Ronnie Vasishta, general manager of Intel’s network and configurable logic division, explained in an interview: “New features for new markets can be rapidly introduced and verified, accelerating time to market and adapting quickly to changing requirements without replacing the already installed equipment. This drastically lowers the opex. Additionally, different 5G configurations can use a common FPGA platform to be scalable and support different network partitions.”
Such comments highlight the strategic importance to Intel of its acquisition of Altera, one of the two leading FPGA vendors (along with Xilinx), in late 2015. It was clear at the time that vRAN would be a typical target market, and that Intel was finally acknowledging that its x86 processors would not be sufficient, on their own, to meet every requirement in challenging cloud applications such as 5G RAN.
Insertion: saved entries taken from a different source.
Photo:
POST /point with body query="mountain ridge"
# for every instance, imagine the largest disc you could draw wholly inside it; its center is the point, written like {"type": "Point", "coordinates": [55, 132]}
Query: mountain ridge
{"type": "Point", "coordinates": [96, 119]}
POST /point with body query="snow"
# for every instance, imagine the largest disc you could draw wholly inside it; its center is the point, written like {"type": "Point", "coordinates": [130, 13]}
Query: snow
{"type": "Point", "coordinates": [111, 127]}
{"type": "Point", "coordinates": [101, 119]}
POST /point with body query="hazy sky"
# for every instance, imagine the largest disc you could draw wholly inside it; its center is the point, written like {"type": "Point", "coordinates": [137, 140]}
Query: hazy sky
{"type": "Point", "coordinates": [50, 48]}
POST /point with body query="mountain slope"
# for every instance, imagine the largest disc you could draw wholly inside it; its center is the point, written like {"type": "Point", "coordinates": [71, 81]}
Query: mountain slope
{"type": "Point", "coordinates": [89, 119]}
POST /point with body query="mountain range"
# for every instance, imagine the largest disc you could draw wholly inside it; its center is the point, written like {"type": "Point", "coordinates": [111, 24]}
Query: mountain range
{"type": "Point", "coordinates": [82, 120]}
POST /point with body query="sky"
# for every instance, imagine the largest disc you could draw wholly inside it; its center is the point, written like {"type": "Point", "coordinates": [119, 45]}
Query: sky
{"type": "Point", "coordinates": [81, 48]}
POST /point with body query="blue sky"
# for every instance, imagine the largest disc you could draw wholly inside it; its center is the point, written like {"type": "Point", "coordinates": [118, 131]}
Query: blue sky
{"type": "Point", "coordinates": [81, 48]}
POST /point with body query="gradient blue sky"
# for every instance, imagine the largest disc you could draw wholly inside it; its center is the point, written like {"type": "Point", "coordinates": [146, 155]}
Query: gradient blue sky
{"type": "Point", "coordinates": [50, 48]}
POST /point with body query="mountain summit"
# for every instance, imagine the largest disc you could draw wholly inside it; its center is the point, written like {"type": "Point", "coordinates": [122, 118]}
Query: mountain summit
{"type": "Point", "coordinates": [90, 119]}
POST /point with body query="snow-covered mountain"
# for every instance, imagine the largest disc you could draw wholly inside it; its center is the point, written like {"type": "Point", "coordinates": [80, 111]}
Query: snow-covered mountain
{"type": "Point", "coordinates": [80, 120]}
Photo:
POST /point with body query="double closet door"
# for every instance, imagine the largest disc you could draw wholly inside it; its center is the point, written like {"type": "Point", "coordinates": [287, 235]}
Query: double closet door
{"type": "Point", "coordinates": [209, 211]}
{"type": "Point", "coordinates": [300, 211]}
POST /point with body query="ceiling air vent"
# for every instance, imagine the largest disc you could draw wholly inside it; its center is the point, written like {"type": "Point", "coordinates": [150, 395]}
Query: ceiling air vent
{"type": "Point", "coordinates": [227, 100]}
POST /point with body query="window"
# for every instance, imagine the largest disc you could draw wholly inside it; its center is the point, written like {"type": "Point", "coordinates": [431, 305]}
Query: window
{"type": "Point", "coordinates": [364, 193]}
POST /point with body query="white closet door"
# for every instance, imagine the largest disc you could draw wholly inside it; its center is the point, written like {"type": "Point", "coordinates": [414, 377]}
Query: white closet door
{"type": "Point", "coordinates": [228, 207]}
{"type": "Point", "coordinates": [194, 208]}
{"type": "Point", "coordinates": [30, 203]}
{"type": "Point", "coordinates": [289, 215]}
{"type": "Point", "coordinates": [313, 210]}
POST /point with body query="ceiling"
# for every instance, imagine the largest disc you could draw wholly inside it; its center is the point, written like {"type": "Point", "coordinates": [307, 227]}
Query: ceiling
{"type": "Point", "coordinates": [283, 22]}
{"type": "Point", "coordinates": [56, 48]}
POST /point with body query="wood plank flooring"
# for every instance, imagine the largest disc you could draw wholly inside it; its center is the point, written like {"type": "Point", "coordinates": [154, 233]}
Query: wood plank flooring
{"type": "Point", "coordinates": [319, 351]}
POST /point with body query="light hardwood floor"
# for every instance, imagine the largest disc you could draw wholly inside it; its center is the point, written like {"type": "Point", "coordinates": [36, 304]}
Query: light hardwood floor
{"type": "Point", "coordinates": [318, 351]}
It has also added structured ASIC capabilities with the purchase of eASIC in 2016, and Vasishta is keen to talk up the full portfolio Intel is assembling “to accelerate and optimize the roll-out of 5G networks, including network-optimized CPUs, structured and custom ASICs, Ethernet network interface cards (NICs), and the FlexRAN software reference architecture.”
On the ADI side, the O-RU platform will be part of its Radioverse set of solutions, tools, reference designs, software and technology resources. “It’s a commercial-grade resource that designers will use as a platform or reference design to build from or integrate directly into their next generation small cell, micro or macro radio projects,” said Barry.